Similarly others lose out too as I am not the only one harboring these sentiments. But to believe academia is so cut-throat where sharing with each other will invariably lead to theft of intellectual property dampens an atmosphere that has for centuries thrived on association and partnership. In all honesty most would not have their articles or books if it were not for those others who supported them throughout the process by some means, which brings me to a second downfall of data sharing or, better stated, data mining- namely the lack of recognition or profit (not monetarily speaking) of reproducing useful data for others.

Compiling databases or coding manuscripts is simultaneously rewarding and thankless. While I have not been doing this for very long I understand the importance of resources that are not always available and the difficulty of obtaining said resources. I know how much labor went into researching not the manuscripts themselves, but simply finding them. During my compilation stages of the Chaucer Project I relied heavily on books that categorized the different Chaucerian manuscripts and spent numerous hours finding as many of the digitized versions that existed. For this reason I began my Canterbury Tales Manuscripts Catalogue. I realized along the way that the manuscripts were scattered across the internet in various forms. What I endeavor is to bring all the links to one place so anyone working with the Tales would easily find the links for where the manuscripts are stored, whether they are digitized, and so forth.
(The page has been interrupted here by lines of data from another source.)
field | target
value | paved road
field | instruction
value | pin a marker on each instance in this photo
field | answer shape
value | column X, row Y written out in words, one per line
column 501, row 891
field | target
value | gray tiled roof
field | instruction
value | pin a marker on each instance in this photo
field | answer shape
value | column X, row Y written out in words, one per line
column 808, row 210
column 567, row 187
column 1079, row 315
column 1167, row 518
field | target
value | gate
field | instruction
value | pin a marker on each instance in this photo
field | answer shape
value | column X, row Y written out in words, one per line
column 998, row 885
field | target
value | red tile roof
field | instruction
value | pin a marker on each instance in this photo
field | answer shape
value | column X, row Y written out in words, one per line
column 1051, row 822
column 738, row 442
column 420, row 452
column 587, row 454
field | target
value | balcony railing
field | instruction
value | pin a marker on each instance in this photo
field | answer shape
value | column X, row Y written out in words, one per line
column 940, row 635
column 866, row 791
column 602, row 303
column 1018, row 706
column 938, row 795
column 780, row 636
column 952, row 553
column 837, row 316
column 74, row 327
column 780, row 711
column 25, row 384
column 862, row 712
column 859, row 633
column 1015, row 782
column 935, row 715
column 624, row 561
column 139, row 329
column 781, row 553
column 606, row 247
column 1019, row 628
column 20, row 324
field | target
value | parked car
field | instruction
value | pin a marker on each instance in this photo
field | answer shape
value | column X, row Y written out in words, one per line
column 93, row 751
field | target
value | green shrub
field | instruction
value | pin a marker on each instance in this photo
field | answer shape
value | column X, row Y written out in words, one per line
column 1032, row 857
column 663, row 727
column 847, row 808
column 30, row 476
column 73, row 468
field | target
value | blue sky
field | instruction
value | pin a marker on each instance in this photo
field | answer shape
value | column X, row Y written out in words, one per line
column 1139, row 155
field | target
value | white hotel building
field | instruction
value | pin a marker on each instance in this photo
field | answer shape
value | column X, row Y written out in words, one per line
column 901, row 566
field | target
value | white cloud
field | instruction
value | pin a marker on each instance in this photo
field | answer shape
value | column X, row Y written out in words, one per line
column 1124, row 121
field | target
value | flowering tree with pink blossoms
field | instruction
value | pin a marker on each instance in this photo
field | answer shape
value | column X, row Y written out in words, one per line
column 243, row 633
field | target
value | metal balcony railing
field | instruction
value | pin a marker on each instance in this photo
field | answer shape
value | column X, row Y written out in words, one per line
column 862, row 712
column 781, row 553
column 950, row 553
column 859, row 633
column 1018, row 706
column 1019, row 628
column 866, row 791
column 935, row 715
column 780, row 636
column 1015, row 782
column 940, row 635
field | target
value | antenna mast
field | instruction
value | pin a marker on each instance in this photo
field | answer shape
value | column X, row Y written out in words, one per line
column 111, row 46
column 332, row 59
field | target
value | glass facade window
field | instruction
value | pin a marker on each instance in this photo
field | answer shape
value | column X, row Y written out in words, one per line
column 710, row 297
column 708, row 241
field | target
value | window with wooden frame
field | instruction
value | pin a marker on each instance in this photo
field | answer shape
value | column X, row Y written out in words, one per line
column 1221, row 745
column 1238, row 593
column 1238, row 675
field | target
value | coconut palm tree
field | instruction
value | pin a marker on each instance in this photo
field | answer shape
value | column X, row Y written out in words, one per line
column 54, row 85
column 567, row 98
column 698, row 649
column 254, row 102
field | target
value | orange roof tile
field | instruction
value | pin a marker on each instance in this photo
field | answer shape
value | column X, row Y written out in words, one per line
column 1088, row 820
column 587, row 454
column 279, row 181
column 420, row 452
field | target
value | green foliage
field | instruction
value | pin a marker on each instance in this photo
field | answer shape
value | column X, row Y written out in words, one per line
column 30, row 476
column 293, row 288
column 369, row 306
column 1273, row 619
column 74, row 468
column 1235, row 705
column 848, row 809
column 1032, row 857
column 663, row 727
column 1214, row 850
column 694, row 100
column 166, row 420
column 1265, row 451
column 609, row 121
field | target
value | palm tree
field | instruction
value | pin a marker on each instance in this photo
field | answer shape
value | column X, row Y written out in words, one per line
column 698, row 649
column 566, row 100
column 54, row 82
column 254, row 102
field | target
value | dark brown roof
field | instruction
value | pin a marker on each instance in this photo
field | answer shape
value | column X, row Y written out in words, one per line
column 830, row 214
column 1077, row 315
This is very much still a work in progress as there are nearly a hundred such manuscripts, but my point is that when this project is complete my only reward is the satisfaction I will beget from it (and perhaps a thank you from a fellow scholar who will no longer have to sweep dozens of libraries). Consequently this is also why the project is taking so long. While I am extremely dedicated to it and find it a worthwhile endeavor, I recognize that to move my academic career forward such projects need to take the back seat. Less will care about my databases than the number of articles I have managed to publish. This is not to say that research, publications, and original thoughts are not important (far from it), but rather to demonstrate the pitfalls that can be associated with undertaking certain altruistic projects. If you are not being financed, or at the very least supported by an academic institution to complete data sharing projects the rewards rely solely on the feelings of personal accomplishment and satisfaction for a job well done.

So while I am busy trying to present, get published, doing school work, teaching, working in general, and compiling databases, sharing somehow gets lost in the shuffle and merely striving becomes reliant upon selfish tactics based in withholding. What a shame.